Pourtant, si la compassion est bien la forme incandescente de l’amour, on peut dire qu’elle se tient au cœur de toutes les grandes religions, et probablement de toute philosophie humaniste. Quelles que soient les divergences doctrinales, la multiplicité des pratiques et la diversité des anthropologies propres à chacune, on finit toujours par se retrouver lorsqu’il s’agit de la relation interpersonnelle : l’être humain dans sa vulnérabilité, son dénuement, sa souffrance semble pouvoir mobiliser en tout croyant — en tout humaniste — le meilleur de lui-même, lui révélant des trésors de sollicitude insoupçonnés.

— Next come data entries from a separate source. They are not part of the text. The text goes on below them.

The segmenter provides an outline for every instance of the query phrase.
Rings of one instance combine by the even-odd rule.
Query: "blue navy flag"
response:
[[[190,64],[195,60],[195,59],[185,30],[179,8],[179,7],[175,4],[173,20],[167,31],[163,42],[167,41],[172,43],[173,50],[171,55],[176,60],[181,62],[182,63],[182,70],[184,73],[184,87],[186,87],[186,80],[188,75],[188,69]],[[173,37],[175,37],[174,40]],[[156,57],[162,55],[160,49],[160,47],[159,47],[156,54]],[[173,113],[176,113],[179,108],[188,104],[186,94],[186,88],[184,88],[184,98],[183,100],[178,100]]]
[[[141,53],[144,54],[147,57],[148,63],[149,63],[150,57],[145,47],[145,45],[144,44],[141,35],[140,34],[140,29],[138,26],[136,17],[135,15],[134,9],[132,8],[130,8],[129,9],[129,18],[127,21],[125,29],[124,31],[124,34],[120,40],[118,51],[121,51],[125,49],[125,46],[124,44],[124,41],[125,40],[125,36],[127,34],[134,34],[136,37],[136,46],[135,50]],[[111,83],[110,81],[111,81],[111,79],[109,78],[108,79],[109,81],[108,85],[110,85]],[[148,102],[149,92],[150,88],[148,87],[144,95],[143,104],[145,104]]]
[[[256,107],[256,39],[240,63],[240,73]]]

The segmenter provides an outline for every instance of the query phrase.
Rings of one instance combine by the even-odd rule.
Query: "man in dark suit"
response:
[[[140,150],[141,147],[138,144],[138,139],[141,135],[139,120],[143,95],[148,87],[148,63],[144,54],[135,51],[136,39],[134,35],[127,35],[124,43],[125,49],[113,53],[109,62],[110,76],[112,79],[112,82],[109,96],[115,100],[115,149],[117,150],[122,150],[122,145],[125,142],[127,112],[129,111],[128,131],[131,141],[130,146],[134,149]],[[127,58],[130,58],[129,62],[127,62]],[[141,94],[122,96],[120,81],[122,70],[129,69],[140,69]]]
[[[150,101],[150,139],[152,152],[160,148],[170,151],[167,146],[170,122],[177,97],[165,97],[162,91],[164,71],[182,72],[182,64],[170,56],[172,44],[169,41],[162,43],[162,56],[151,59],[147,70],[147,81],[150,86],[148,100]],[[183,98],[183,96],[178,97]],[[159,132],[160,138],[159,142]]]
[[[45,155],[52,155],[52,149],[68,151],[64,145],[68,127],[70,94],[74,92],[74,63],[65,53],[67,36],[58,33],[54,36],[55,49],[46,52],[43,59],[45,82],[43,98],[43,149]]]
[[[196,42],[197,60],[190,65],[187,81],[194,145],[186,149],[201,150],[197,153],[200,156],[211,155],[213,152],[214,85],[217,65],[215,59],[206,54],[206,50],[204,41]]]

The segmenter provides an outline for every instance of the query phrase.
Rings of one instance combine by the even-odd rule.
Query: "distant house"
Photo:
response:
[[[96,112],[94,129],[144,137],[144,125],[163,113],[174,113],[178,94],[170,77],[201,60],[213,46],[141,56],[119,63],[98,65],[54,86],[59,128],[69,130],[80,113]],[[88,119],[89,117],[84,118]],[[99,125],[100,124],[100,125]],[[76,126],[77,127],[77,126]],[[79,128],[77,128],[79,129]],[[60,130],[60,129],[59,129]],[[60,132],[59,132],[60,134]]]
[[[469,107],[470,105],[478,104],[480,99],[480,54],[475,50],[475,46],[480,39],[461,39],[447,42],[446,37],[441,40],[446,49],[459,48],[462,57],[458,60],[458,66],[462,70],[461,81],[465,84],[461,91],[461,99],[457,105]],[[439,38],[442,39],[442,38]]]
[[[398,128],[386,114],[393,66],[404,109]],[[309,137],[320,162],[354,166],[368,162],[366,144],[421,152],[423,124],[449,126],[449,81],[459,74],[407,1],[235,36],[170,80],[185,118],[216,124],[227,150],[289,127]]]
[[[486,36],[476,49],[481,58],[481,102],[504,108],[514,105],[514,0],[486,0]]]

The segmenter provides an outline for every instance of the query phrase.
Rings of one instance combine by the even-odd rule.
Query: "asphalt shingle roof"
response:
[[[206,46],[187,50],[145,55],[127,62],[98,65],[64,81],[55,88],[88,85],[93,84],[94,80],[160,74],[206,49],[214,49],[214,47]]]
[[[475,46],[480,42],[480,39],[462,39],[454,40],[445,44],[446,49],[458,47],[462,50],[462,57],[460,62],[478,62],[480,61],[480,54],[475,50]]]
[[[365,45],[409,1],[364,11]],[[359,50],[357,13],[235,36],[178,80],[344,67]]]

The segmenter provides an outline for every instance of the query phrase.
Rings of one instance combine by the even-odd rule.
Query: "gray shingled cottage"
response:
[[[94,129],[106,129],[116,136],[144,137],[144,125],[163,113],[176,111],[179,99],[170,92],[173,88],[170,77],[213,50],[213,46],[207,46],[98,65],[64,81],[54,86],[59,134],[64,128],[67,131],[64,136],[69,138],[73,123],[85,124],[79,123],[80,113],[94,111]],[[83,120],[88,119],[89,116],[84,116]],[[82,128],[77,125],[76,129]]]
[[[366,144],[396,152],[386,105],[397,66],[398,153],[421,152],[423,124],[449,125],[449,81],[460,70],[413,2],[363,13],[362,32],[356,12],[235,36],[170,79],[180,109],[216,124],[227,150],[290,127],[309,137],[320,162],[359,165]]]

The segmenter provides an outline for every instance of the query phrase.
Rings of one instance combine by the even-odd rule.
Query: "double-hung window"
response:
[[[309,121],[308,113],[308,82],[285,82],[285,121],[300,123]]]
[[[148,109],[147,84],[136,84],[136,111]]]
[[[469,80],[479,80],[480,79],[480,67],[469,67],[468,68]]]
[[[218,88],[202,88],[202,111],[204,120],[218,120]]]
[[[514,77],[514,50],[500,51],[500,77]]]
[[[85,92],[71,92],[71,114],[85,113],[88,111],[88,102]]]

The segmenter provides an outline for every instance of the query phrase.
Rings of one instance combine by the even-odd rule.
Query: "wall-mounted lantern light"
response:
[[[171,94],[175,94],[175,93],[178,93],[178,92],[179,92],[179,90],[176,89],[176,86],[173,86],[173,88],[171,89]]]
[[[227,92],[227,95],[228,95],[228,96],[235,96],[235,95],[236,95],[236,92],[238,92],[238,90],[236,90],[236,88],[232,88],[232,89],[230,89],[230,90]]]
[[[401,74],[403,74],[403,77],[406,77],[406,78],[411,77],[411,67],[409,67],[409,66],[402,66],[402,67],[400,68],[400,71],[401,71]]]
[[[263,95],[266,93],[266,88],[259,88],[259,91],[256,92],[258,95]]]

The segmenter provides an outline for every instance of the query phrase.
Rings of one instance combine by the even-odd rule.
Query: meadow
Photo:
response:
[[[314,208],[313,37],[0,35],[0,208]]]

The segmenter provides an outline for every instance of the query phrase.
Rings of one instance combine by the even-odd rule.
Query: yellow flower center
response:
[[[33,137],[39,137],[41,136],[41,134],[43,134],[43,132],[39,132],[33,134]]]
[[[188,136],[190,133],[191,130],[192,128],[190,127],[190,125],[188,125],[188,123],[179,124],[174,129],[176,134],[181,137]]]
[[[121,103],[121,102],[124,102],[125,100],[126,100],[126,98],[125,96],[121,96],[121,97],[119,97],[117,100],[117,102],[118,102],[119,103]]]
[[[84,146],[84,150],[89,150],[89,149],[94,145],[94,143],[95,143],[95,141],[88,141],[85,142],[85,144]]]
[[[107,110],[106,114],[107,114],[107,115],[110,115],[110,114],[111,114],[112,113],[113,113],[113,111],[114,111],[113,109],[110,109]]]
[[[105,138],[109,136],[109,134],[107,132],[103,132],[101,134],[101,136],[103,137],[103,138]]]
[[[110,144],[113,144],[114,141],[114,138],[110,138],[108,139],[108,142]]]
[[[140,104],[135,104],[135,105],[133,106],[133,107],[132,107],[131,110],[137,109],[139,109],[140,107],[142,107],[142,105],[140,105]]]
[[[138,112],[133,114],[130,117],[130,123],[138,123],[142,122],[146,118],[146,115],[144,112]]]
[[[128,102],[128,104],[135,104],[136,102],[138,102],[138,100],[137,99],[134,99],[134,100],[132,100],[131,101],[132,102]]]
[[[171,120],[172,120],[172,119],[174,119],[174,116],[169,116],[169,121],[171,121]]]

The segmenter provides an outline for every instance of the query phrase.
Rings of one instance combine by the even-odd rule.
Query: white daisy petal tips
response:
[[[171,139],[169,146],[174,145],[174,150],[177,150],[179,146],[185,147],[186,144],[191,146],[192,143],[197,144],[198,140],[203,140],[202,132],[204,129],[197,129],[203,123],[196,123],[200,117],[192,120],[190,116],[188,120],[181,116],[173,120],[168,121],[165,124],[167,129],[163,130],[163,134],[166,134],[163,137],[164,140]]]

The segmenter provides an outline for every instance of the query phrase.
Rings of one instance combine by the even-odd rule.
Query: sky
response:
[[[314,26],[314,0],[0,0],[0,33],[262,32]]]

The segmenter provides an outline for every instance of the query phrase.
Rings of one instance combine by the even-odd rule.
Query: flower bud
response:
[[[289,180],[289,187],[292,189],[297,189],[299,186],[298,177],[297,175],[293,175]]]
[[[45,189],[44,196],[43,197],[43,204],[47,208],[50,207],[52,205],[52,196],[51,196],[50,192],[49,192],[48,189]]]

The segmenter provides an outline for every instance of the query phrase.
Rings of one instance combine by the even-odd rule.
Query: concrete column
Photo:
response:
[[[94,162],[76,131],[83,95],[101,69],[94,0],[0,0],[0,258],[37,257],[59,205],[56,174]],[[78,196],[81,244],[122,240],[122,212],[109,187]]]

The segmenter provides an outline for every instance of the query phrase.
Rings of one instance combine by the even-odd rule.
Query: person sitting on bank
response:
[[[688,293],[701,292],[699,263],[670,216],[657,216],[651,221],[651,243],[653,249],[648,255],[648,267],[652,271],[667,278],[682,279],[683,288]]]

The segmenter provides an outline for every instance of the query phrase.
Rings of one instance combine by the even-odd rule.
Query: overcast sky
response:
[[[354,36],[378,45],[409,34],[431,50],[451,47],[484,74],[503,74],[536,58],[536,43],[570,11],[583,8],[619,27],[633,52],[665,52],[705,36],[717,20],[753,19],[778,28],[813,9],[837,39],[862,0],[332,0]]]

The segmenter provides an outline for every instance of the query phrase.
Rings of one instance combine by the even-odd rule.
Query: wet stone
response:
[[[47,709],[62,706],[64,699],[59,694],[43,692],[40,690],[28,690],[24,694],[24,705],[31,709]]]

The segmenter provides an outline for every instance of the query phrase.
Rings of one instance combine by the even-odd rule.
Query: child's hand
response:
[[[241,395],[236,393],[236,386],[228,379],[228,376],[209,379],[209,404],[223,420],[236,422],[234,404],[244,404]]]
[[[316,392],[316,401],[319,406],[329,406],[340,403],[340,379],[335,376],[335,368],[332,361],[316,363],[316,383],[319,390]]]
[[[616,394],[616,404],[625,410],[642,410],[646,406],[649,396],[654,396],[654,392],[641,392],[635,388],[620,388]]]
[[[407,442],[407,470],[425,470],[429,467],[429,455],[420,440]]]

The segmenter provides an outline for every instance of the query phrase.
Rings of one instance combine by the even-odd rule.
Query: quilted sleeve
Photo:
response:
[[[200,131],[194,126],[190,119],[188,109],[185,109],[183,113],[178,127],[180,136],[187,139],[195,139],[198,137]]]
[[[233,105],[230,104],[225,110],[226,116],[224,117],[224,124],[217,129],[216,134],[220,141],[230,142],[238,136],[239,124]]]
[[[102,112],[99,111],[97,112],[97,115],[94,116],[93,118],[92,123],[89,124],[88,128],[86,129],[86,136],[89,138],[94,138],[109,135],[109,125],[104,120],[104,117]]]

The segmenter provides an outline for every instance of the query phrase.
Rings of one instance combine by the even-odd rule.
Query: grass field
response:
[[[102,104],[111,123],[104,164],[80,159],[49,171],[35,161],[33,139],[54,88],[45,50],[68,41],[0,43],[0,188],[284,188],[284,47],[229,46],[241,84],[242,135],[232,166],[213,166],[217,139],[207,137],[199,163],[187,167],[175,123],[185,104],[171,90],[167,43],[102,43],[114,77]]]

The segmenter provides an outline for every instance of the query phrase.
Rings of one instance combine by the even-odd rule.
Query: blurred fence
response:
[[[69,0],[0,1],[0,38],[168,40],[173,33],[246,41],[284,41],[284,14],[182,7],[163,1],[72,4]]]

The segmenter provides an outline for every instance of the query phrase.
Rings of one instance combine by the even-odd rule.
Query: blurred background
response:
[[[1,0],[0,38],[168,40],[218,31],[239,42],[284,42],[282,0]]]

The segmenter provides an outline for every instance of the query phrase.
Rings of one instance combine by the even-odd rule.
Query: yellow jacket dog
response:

Mais pourquoi s’intéresser à la compassion au lieu de s’en tenir au précepte bien connu de l’amour ? C’est qu’il y a dans la compassion quelque chose d’imprévisible, d’irrépressible, d’inconnu même : on est « pris de compassion »… Par qui ? « Qu’est-ce qui nous prend ? » Qui nous prend ? Nous n’avons pas été consultés. Nous sommes pris… au dépourvu. Un courant, venu d’Ailleurs, s’établit avec autrui, que nous n’avions pas programmé et qui peut même nous irriter. Une telle expérience touche au plus intime de la vie spirituelle la moins égocentrée : cela vaut la peine d’y réfléchir.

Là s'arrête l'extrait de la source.